“Siendo minoría quieren ahora disolver la Asamblea Nacional porque es la única forma de que no pueda legislar. Están planteando un golpe de Estado, eso es lo que están planteando”, decía Hugo Chávez en 2010 sobre los peligros de las maniobras para disolver al Parlamento. Un parlamento cómplice, entonces, que le llenaba de leyes habilitantes, de plenos poderes, para expropiar todo, para hacer de Venezuela su hacienda particular, con todos bajo su control.
Ahora que millones de venezolanos decidieron, con la Constitución moldeada por el chavismo, elegir a una Asamblea donde la mayoría es la oposición, un órgano leal al chavismo y a su delfín Nicolás Maduro decidió simplemente suprimir sus poderes y declarar, sin otras palabras, un Golpe de Estado.

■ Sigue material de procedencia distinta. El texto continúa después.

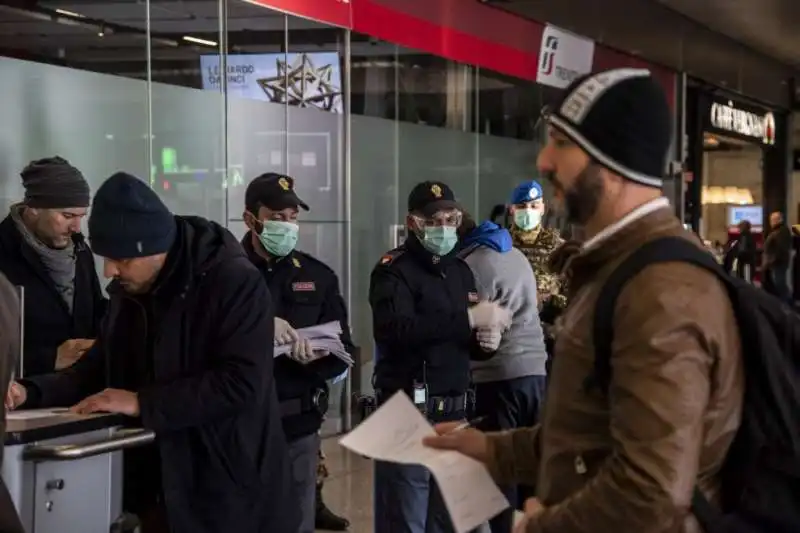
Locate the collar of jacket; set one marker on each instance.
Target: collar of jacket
(659, 222)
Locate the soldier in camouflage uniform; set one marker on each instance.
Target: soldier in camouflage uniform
(538, 243)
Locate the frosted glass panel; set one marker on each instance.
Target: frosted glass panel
(96, 121)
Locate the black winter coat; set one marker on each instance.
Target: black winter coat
(48, 322)
(207, 388)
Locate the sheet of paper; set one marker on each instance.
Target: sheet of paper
(33, 414)
(394, 433)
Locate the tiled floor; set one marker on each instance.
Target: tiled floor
(348, 490)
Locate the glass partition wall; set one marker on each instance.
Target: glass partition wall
(197, 98)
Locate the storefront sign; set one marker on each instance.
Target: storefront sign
(563, 57)
(729, 117)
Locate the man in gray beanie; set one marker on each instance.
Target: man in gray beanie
(623, 450)
(186, 351)
(42, 250)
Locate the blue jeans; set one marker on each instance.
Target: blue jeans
(406, 498)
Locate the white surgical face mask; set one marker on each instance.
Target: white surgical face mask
(527, 219)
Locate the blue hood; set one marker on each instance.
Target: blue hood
(491, 235)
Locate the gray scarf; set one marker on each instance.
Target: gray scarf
(59, 264)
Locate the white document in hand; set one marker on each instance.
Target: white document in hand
(394, 434)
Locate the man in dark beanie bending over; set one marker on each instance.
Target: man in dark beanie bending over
(42, 250)
(186, 350)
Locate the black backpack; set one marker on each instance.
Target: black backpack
(761, 473)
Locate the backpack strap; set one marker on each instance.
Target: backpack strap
(662, 250)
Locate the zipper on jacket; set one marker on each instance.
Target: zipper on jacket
(580, 465)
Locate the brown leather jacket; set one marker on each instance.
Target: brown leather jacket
(9, 348)
(629, 463)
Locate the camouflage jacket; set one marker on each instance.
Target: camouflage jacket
(537, 245)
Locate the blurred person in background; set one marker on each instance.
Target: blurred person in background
(510, 385)
(9, 352)
(743, 253)
(777, 258)
(42, 249)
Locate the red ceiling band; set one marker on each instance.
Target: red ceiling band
(466, 31)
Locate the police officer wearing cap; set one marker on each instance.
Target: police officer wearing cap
(425, 310)
(306, 293)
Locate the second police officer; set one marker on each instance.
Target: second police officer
(305, 292)
(425, 310)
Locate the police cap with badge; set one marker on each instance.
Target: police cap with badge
(430, 197)
(273, 191)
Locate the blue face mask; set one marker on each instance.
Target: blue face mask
(439, 240)
(279, 238)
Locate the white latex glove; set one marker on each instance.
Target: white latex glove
(489, 338)
(302, 352)
(284, 332)
(489, 315)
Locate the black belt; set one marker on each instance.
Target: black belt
(316, 402)
(440, 405)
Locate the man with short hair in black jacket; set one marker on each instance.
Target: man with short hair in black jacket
(186, 351)
(42, 250)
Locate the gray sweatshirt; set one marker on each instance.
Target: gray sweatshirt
(507, 278)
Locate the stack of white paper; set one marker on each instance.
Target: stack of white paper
(394, 434)
(323, 338)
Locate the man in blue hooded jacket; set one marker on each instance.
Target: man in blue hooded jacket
(509, 386)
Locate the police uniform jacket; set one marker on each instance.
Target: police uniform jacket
(420, 323)
(306, 293)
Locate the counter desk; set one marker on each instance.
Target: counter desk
(64, 471)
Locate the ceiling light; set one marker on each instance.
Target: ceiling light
(69, 13)
(199, 41)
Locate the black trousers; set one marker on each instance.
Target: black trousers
(510, 404)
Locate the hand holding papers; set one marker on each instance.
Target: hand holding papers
(323, 338)
(394, 433)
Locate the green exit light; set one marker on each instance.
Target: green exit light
(169, 160)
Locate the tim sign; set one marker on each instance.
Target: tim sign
(563, 57)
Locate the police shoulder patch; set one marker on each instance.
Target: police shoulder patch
(390, 257)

El traspaso de las competencias de la Asamblea al Tribunal Supremo de Justicia, con jueces que han jurado lealtad al chavismo, es eso: un Golpe de Estado. Porque paralelamente concede poderes extraordinarios en materia penal, militar, económica, social, política y civil a Nicolás Maduro.
La Asamblea Nacional fue democráticamente elegida por última vez en las elecciones de diciembre de 2015, pero como la oposición obtuvo el voto mayoritario, Maduro ha intentado, desde el primer momento, saltarse su legalidad con la integración de un parlamento alternativo primero y la indiferencia después.
Es la ilusión de Maduro. Su ilusión de encarnar al pueblo. De ser él, el pueblo. Una ilusión triste, un sueño del que el chavismo deberá despertar algún día por la acción de una Venezuela libre, con o sin la ayuda de una comunidad internacional que ha actuado hasta ahora de una forma hasta cómplice, con el Vaticano incluido.